ANAIS DO SIMPÓSIO


Victor Hugo de frente para a ilha assombrada
de Shakespeare

Leda Tenório da Motta
PUC/SP

"De repente, o filho levantou a voz e perguntou ao pai:
– O que pensa desse exílio?
– Que será longo.
– Como pretende preenchê-lo?
O pai respondeu:
– Vou contemplar o Oceano.
Fez-se silêncio. O pai retomou:
– E você?
– Eu – disse o filho – vou traduzir Shakespeare."
Victor Hugo, William Shakespeare.

Nesta mesa sobre as relações de Victor Hugo com a realidade não simbólica ou com o mundo exterior – e os muitos trabalhos principalmente biográficos lançados por ocasião do bicentenário não cessam de indicar o compromisso do escritor com tudo o que o cerca, em que pese o fato de ele não parar de escrever e de inscrever-se assim infinitamente numa espécie de logosfera, demonstrando, como apesar de si mesmo, que o mundo é um livro – as considerações que se seguem tratam – literalmente – da vida deste gênio sem fronteiras nesta fronteira entre a França e a Inglaterra que é a Mancha. Entrelugar tão normando quanto saxão em pleno meio do mar no interior do qual o poeta põe-se a escrever, certamente não por acaso, a melhor parte de sua obra.
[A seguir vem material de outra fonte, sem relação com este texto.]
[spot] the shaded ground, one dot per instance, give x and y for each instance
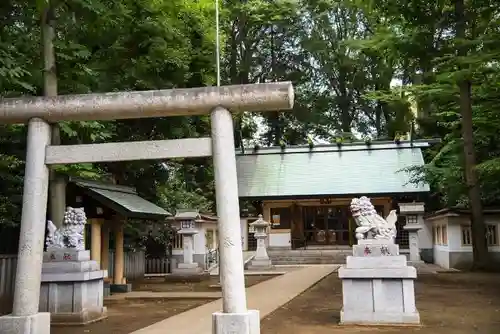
(128, 315)
(158, 284)
(457, 303)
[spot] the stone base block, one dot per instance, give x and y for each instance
(34, 324)
(73, 302)
(375, 249)
(356, 262)
(379, 318)
(188, 266)
(236, 323)
(260, 264)
(120, 288)
(77, 319)
(65, 254)
(378, 300)
(107, 289)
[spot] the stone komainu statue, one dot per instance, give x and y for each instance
(370, 224)
(71, 233)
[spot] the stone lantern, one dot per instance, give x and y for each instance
(187, 220)
(261, 260)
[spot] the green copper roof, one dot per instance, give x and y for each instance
(122, 199)
(354, 169)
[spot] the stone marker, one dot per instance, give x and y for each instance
(377, 284)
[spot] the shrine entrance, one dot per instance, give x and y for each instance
(328, 225)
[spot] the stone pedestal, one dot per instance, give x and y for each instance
(72, 287)
(241, 323)
(377, 286)
(261, 260)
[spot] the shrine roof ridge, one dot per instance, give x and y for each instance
(344, 147)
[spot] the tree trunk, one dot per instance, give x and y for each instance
(479, 245)
(57, 187)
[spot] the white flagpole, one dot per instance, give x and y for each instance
(217, 41)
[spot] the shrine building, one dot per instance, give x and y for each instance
(305, 192)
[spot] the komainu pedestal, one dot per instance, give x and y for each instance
(72, 287)
(377, 283)
(377, 286)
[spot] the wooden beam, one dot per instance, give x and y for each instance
(128, 151)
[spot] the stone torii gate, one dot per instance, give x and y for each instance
(38, 112)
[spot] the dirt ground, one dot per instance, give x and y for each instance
(128, 315)
(158, 284)
(458, 303)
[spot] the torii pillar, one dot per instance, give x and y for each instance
(217, 101)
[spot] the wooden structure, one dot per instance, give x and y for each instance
(108, 207)
(305, 192)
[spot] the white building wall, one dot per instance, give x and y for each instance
(455, 254)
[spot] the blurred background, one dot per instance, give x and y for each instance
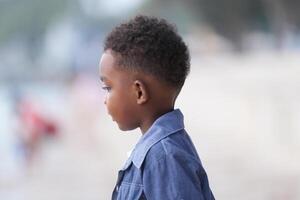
(241, 101)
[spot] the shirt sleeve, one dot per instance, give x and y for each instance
(175, 177)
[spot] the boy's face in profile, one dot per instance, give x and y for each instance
(120, 98)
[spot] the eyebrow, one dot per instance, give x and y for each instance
(103, 78)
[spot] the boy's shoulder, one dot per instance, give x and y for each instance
(165, 139)
(176, 146)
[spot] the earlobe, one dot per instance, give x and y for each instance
(141, 91)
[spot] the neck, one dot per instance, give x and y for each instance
(147, 123)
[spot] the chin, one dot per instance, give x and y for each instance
(126, 128)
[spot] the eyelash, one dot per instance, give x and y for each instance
(106, 88)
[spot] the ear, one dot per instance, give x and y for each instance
(141, 91)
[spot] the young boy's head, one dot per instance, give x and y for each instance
(143, 67)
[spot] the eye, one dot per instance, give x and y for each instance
(106, 88)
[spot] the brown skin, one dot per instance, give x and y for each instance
(134, 99)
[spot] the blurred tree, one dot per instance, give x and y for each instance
(28, 20)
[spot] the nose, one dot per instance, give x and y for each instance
(105, 100)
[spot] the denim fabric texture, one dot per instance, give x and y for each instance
(164, 165)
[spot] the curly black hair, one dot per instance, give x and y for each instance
(150, 45)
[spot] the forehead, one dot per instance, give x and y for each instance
(109, 70)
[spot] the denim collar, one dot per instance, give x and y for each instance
(164, 126)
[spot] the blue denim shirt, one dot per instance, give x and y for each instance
(163, 165)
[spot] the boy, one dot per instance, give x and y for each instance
(143, 68)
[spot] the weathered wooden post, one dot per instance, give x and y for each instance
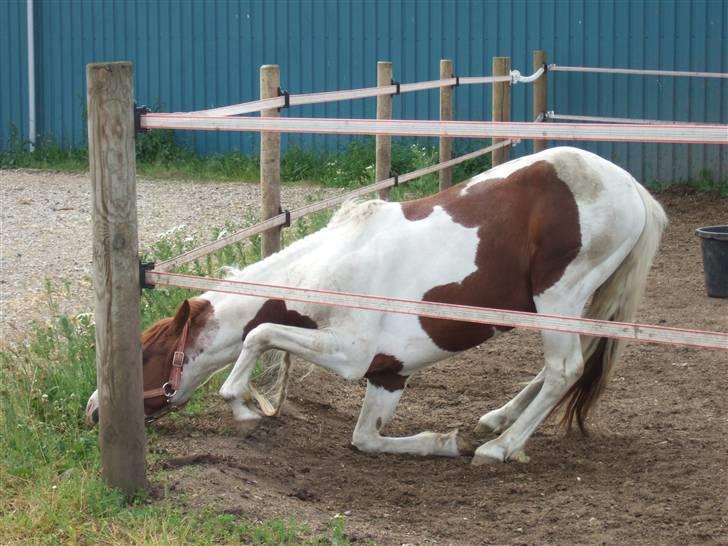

Aqui estão, pois, algumas notas sobre o caráter providencial da proscrição de Victor Hugo – por quase vinte anos como é sabido – nessas ilhas de frente para o país ensombrecido de Shakespeareque, de que ele chega a pensar seriam seu túmulo, como lemos na abertura de Os trabalhadores do mar. Essas ilhas que lhe teriam valido, de fato, uma bela sepultura – não fosse o poeta ser levado, finalmente, para o Panteon, como uma glória da República – digna de um romântico devorado pela força dos elementos. Como acontece, de resto, ao herói dos Trabalhadores do mar, que se deixa tragar, no último capítulo, pelas águas, repetindo a morte nunca esquecida de Léopoldine.
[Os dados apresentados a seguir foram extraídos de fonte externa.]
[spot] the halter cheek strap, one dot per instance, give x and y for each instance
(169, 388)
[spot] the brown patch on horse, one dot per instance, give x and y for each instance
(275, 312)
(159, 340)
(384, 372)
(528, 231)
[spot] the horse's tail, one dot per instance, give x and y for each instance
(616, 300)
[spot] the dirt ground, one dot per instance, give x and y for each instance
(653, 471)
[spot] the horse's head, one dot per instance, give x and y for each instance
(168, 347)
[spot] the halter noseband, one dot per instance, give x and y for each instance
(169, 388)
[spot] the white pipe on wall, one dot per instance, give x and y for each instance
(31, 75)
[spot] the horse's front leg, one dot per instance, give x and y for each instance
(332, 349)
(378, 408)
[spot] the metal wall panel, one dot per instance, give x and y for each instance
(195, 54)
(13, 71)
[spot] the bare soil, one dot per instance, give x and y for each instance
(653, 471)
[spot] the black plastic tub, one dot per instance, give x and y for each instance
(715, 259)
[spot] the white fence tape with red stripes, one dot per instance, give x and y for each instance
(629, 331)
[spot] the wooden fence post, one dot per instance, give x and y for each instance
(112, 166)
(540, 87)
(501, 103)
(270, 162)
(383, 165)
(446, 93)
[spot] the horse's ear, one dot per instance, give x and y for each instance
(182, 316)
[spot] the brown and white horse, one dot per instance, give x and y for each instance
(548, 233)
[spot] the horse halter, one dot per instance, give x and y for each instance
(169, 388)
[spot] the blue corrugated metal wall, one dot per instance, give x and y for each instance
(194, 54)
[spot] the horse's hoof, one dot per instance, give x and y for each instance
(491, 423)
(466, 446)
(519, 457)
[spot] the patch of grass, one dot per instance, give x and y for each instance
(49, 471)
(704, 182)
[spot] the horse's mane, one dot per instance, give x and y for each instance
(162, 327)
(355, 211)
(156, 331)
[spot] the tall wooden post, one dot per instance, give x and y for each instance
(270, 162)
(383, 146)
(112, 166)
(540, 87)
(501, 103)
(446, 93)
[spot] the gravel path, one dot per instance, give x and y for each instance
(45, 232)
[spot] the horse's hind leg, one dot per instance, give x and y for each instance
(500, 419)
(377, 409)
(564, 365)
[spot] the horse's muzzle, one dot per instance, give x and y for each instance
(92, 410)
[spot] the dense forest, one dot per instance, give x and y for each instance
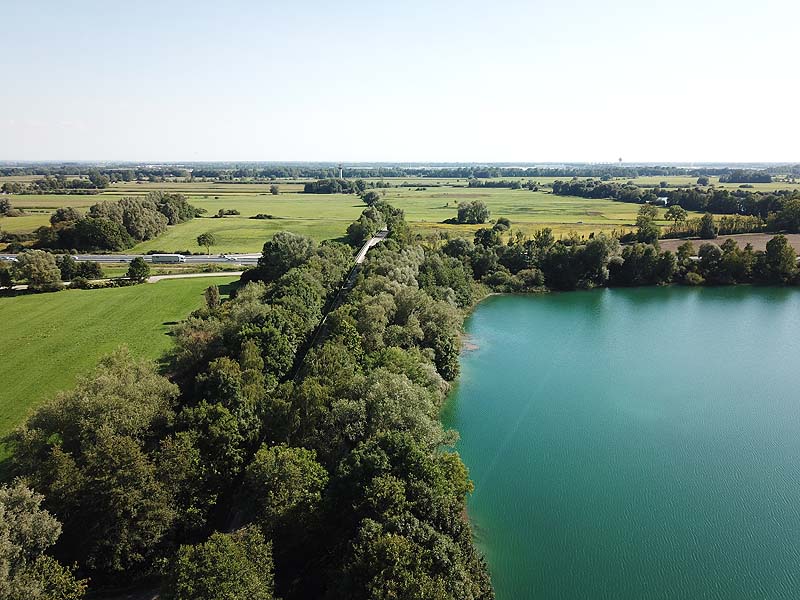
(293, 447)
O que se segue quer ser uma colaboração às reflexões sobre o impacto do arquipélago inglês colosso sobre Victor Hugo subtraído a sua gentil vida parisiense. Espetáculo que ele soube descrever, aliás, como um expressionista "avant la lettre", nos desenhos já modernamente macabros que nos deixou. Cenário gótico em que ele se deixou fotografar todo de negro vestido, à beira dos pescanhos abissais, acorrentado ao seu rochedo como um Prometeu. Paisagem feita para o seu desabrochar – numa palavra – apesar não apenas de toda a bela produção anterior mas da ferida moral do exílio.
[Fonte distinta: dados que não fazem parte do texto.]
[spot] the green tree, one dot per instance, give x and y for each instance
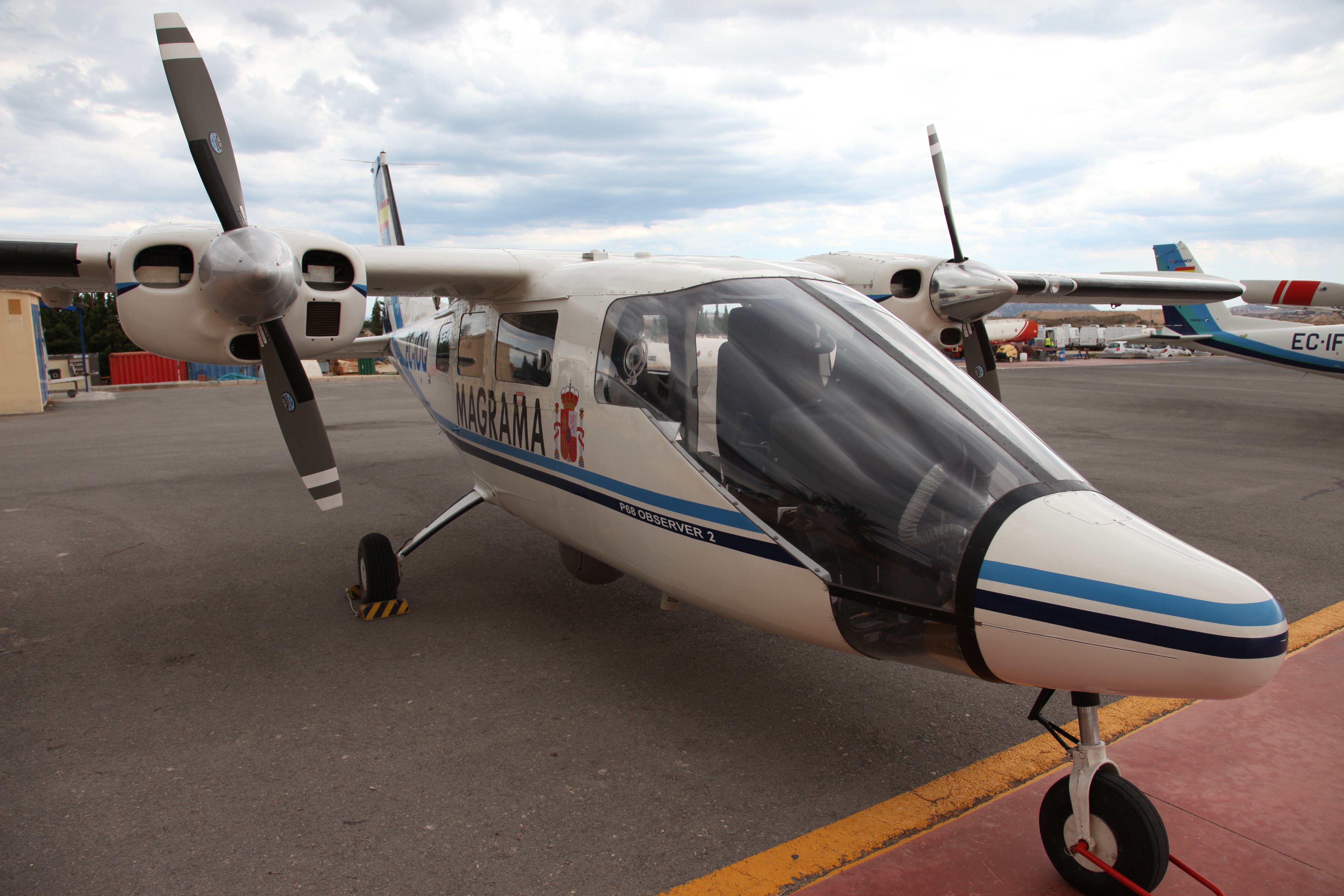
(375, 319)
(103, 330)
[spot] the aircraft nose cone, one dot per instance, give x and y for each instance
(1078, 594)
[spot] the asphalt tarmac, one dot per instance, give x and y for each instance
(190, 707)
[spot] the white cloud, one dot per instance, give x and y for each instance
(1077, 134)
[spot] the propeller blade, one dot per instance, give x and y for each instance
(979, 355)
(296, 412)
(940, 171)
(202, 120)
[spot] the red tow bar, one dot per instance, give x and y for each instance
(1081, 848)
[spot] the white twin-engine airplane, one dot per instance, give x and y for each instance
(777, 442)
(1315, 350)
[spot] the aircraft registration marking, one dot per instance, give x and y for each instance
(1314, 342)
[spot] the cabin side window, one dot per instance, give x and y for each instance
(471, 344)
(444, 347)
(525, 347)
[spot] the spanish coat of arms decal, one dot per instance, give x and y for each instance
(569, 428)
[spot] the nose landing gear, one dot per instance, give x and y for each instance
(1097, 809)
(381, 567)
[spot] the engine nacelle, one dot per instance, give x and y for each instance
(163, 308)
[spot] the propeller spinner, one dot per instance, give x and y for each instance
(248, 274)
(966, 291)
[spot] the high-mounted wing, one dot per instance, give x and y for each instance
(1127, 288)
(459, 273)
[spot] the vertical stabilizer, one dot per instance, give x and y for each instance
(1176, 257)
(1190, 320)
(389, 234)
(389, 222)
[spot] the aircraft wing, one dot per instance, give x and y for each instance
(362, 347)
(1126, 288)
(69, 264)
(458, 273)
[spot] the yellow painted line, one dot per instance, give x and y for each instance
(901, 819)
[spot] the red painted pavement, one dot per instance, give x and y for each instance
(1252, 792)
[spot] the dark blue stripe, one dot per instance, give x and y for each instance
(1172, 639)
(767, 550)
(1264, 613)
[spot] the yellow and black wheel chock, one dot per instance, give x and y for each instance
(377, 610)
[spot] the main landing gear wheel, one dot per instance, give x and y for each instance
(1128, 832)
(378, 571)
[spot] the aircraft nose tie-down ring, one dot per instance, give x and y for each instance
(381, 567)
(1101, 833)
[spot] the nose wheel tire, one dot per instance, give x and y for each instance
(378, 571)
(1128, 835)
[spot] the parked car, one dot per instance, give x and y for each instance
(1124, 350)
(1169, 351)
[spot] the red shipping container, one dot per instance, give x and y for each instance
(144, 367)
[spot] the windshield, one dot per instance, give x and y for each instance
(875, 468)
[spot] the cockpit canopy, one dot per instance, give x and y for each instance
(835, 425)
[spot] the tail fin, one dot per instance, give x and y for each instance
(1176, 257)
(1190, 320)
(389, 222)
(389, 234)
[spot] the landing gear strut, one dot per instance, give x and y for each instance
(381, 567)
(1100, 811)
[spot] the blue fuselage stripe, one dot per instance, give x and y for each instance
(1189, 324)
(1151, 633)
(1264, 613)
(633, 492)
(767, 550)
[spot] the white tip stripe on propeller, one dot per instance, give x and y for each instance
(935, 147)
(320, 479)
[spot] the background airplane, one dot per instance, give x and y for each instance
(1315, 350)
(830, 477)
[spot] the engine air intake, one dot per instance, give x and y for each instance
(327, 272)
(164, 267)
(323, 319)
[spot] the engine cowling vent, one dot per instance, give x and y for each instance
(905, 284)
(164, 267)
(327, 272)
(323, 320)
(245, 348)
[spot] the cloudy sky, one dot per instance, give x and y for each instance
(1077, 134)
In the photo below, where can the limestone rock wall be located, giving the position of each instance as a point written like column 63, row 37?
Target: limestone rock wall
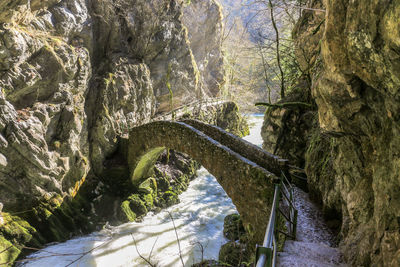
column 75, row 75
column 204, row 21
column 352, row 158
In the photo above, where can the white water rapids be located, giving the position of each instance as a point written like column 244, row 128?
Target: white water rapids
column 198, row 219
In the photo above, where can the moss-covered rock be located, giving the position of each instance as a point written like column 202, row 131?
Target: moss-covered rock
column 234, row 254
column 148, row 186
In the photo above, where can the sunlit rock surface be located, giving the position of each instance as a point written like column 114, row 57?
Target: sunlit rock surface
column 352, row 158
column 76, row 75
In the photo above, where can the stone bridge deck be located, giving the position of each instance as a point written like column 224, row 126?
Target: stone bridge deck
column 245, row 171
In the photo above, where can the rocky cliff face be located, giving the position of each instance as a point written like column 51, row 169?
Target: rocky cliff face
column 203, row 20
column 352, row 154
column 75, row 75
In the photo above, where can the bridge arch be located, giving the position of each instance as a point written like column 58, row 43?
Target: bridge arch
column 250, row 186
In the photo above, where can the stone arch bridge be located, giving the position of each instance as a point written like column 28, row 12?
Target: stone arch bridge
column 246, row 172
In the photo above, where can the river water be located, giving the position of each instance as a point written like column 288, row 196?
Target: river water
column 198, row 220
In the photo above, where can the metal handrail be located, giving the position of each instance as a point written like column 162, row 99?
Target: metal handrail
column 267, row 254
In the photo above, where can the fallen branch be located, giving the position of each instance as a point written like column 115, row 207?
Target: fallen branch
column 284, row 105
column 141, row 256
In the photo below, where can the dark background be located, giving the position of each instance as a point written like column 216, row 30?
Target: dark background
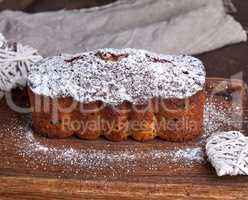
column 224, row 62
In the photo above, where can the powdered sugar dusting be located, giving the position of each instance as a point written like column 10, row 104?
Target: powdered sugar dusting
column 91, row 161
column 130, row 74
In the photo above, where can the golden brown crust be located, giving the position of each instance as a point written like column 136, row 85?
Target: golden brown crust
column 171, row 120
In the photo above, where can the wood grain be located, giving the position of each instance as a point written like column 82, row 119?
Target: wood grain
column 195, row 181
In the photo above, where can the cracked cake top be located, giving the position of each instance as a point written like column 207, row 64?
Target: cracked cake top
column 116, row 75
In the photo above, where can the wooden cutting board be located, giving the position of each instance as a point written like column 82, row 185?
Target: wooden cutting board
column 33, row 167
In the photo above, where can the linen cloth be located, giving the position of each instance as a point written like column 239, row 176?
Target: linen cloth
column 163, row 26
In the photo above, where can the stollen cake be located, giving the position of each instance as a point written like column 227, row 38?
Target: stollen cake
column 117, row 93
Nesse sentido, eu gostaria de lembrar o que já pensava das brumas fantasmagóricas desse norte no seio do qual Victor Hugo se acomoda para escrever cada vez melhor – já que todas as obras-primas são do período – esta outra exilada da tirania de um outro Napoleão e pioneira da defesa das larguezas da perspectiva poética inglesa que é Madame de Staël. Ironista das regras da literatura francesa que ela era, eis o que dizia, preparando todos os excessos do gênio transbordante que nos ocupa, essa dama cosmopolita tão inimiga do primeiro imperador quanto amiga de Goethe e dos irmãos Schelegel, num capítulo particularmente delicioso de seu De l’Allemagne. Obra de significativo título que data da abertura do mesmo século que será de ponta a ponta hugoliano.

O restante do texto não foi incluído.